墨汁日記

墨汁Aイッテキ!公式ブログ

徒然草 第二百四段

2006-01-25 18:36:51 | 徒然草
 犯人を笞にて打つ時は、拷器に寄せて結ひ附くるなり。拷器の様も、寄する作法も、今は、わきまへ知れる人なしとぞ。

<口語訳>
 犯人を笞(しもと)で打つ時は、拷器に寄せて結びつけるのである。

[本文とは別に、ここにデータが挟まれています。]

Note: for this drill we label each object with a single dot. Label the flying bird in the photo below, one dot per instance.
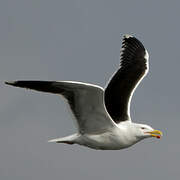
(102, 115)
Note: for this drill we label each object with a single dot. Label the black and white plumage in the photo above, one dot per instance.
(103, 115)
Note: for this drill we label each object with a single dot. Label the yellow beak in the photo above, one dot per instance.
(156, 133)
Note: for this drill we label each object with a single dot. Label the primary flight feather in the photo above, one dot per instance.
(103, 115)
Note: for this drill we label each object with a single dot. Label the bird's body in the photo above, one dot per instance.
(103, 115)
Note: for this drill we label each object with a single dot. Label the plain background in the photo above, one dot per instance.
(80, 40)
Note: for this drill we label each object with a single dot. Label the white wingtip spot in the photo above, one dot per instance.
(127, 36)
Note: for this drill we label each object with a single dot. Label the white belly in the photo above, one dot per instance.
(106, 141)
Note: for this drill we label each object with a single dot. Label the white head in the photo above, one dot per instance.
(144, 131)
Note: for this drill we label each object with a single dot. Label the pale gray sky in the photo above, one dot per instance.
(80, 40)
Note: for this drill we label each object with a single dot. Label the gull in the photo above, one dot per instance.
(102, 115)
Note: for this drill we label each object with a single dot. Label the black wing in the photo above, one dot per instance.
(133, 67)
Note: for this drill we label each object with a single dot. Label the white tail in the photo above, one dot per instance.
(68, 139)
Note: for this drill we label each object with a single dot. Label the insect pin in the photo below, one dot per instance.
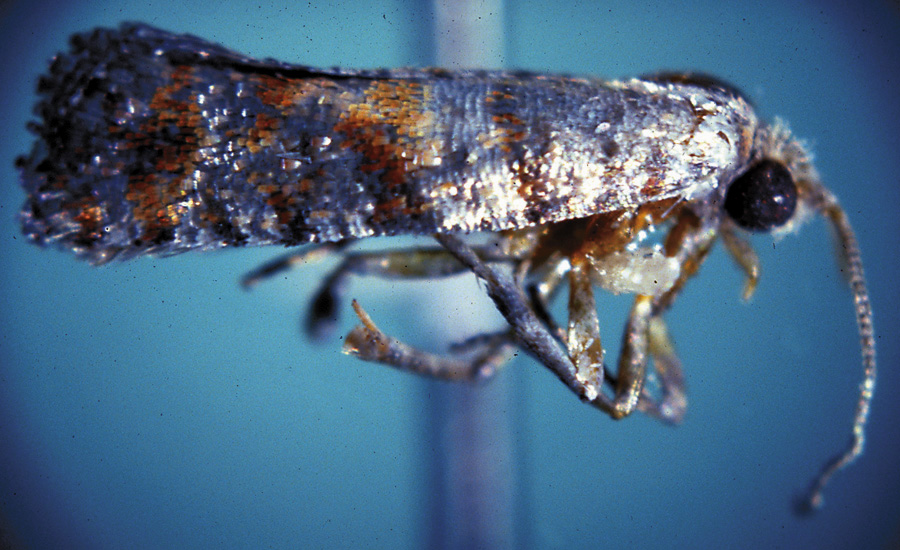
(156, 143)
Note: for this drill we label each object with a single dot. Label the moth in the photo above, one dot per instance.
(156, 143)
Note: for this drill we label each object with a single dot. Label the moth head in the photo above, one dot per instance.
(777, 192)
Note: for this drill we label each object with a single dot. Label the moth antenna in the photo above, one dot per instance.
(853, 262)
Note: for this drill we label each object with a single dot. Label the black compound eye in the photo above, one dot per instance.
(762, 198)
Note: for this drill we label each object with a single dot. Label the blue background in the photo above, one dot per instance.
(154, 404)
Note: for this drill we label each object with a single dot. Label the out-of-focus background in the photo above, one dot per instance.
(154, 404)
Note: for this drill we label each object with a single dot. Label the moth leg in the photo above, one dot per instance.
(529, 331)
(367, 342)
(744, 256)
(583, 334)
(286, 262)
(418, 263)
(671, 408)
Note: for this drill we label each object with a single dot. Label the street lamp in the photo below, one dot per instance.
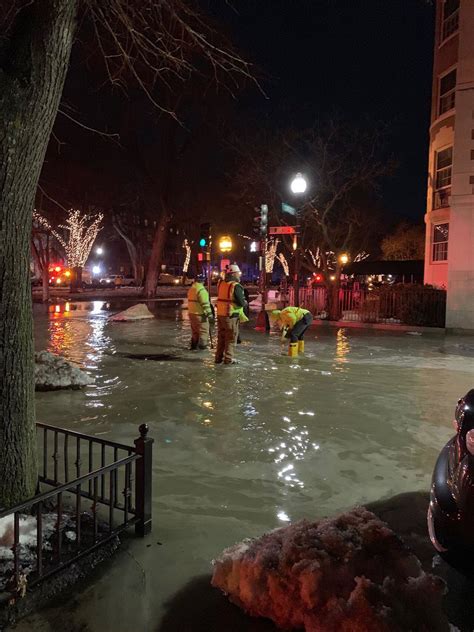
(225, 244)
(298, 186)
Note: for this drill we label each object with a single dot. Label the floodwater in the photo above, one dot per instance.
(243, 449)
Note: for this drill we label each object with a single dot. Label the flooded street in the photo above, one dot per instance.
(243, 449)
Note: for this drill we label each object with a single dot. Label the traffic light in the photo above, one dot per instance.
(261, 221)
(204, 236)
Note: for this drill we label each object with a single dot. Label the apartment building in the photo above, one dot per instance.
(449, 252)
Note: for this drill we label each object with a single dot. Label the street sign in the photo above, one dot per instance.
(283, 230)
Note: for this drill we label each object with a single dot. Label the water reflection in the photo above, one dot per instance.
(78, 339)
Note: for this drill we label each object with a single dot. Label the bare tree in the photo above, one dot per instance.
(142, 42)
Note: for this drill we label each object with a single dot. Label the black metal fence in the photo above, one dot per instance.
(89, 490)
(409, 305)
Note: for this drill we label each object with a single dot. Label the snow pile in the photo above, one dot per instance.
(53, 372)
(137, 312)
(346, 574)
(27, 553)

拷器の様も、寄せる作法も、今は、わきまえ知る人なしだと。

<意訳>
 罪を犯した人間をむち打つ時には、拷問器に寄せて縛りつける。
 拷問器の形状も、拷問器に縛りつける方法も、今では知る人ない。

<感想>
 テキストによると。
 「笞(しもと)」は、木の細枝で作ったムチの事である。
 「苔(こけ)」ではない。
 このムチで罪人の尻を打ったそうである。きっとビュンビュンしなって、とても痛かったのであろう。
  しかし、どこかのどかな刑罰だ。
 それというのも、この刑罰は貴族の警察である「検非違使庁」の刑罰だからである。
 武士の刑罰だったらこうはいかない。情状酌量もなく「十両盗めば打ち首」で「大八車で人をひき殺せば死罪」なのである。
 貴族の刑罰は、なんだかお気楽で優雅な感じがする。
 「島流し」だって一歩間違えて楽しんじゃうとリゾートだ。
 ようするにだ。
 もはや、兼好の時代の「検非違使庁」には、「実務執行能力」もなければ、「実務の方法を知る人」さえいなくなっていた。その事を兼好は書きたかったらしい。